Thanks to Crawford, it’s what most of the Clippers are calling Eric Bledsoe these days. And now even his nickname-sake is joining in.
“[LeBron] actually called me that when we left the court,” said Bledsoe after the Clippers’ 107-100 victory over the Miami Heat at Staples Center. “Yeah, he did. He said, ‘This is Baby LeBron.’”
(Well, close enough.)
While Crawford often draws the (warranted) praise for his scorching off-the-bench scoring, Bledsoe has continued the sparkplug role he became associated with during last season’s playoff run. In his third season with the Clips, the 22-year-old has surged statistically through eight games: 10.4 points a game (up from 3.3), with 2.9 assists, 1.6 steals and 2.4 rebounds. The pace-adjusted numbers are even better: 22.18 player efficiency rating (PER), 23 points, 6.3 assists and 5.4 rebounds per 40 minutes. LeBron-like totals, one might say. And that’s not to mention his ferocious on-the-ball defense, his real forte.
Bledsoe, a nominal point guard who swings to off-guard on occasion, doesn’t have the same court vision as LeBron; at 6-foot-1, it’s hard probably hard for him to even see a large portion of the court.
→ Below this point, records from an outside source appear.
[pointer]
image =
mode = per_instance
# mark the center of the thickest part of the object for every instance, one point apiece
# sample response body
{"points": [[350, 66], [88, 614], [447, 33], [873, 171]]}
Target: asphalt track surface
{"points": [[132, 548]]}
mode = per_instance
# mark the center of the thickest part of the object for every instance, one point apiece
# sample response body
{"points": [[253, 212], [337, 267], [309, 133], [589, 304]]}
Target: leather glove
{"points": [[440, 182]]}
But he’s shown the same knack for the electric play.
Early in the second quarter against James’ Heat, Bledsoe didn’t disappoint. After forcing a Crawford turnover, Wade sprinted down the court, with only Bledsoe and Miami teammate Norris Cole parallel, and Lamar Odom loafing just behind. Wade, who was a game-time decision with a sprained left foot, slowed up a bit around the 3-point arc and then made his move to the basket, a bit more lethargic than expected. Bledsoe caught up with him midway through the paint and attached himself to Wade's hip.
Andrew D. Bernstein/Getty ImagesEric Bledsoe: Rim protector.
One train heading east was set to collide with another heading due northeast.
It wasn’t a LeBron-esque chasedown block. More of a D-Wade specialty.
“That’s what I do,” Bledsoe said. “[We] turned the ball over and I just try to get it back.”
Midflight, Bledsoe wasn’t sure if he would come out on top of the faceoff.
“I didn’t,” he said. “Dwyane, he’s a great dunker. I just tried to get the ball back … and I just ended up blocking it.”
Bledsoe would put on another show shortly thereafter, turning the ball over and then stealing it right back and coasting for an easy 2. But his most impressive move of the night was more subtle. After Chris Paul scored the Clippers' final 12 points in the third quarter, Bledsoe got the start in the fourth and proceeded to drop in L.A.’s first eight to give the home team a 23-point advantage.
“As a point guard, Bled is unbelievable in transition and he’s unguardable,” Paul said. “He shoots the ball now and he attacks like no one else. Going into the fourth quarter, I just tell him to manage the game. As a point guard, you’re going to know that sometimes when you make a steal, Blake Griffin might be yelling for the ball in transition, and you just have to tell him hold on and just manage the game. Like Peyton Manning.”
Only, Bledsoe won’t be getting the call to help man the first unit anytime soon. Despite his stellar play of late and starting 2-guard Willie Green’s struggles, Vinny Del Negro said switching the two is “not going to happen right now.” Green’s ability to space the floor, Del Negro said, is too important to his starting lineup. (While Bledsoe would seem to make a worthy partner with Paul, the duo had played only 18 minutes together coming into the night, in which their lineups have totaled a minus-4 plus-minus.)
But while the news won’t please Bledsoe’s many Internet supporters -- or help Del Negro’s case with his many Internet detractors -- it’s hard to really bring the 2-guard down on this night. Especially when he jumps that high.
“It’s great to be called … one of the greats,” Bledsoe said. “Well … ”
I reassured him that LeBron is, indeed, great.
“Mini-LeBron. ... I guess it’s a cool nickname.”
Soon after, Bledsoe, with a big grin attached to his face, shook off a complimentary comment/question by saying that he just tries to play his role. From the next stall over, Chris Paul echoed his statement.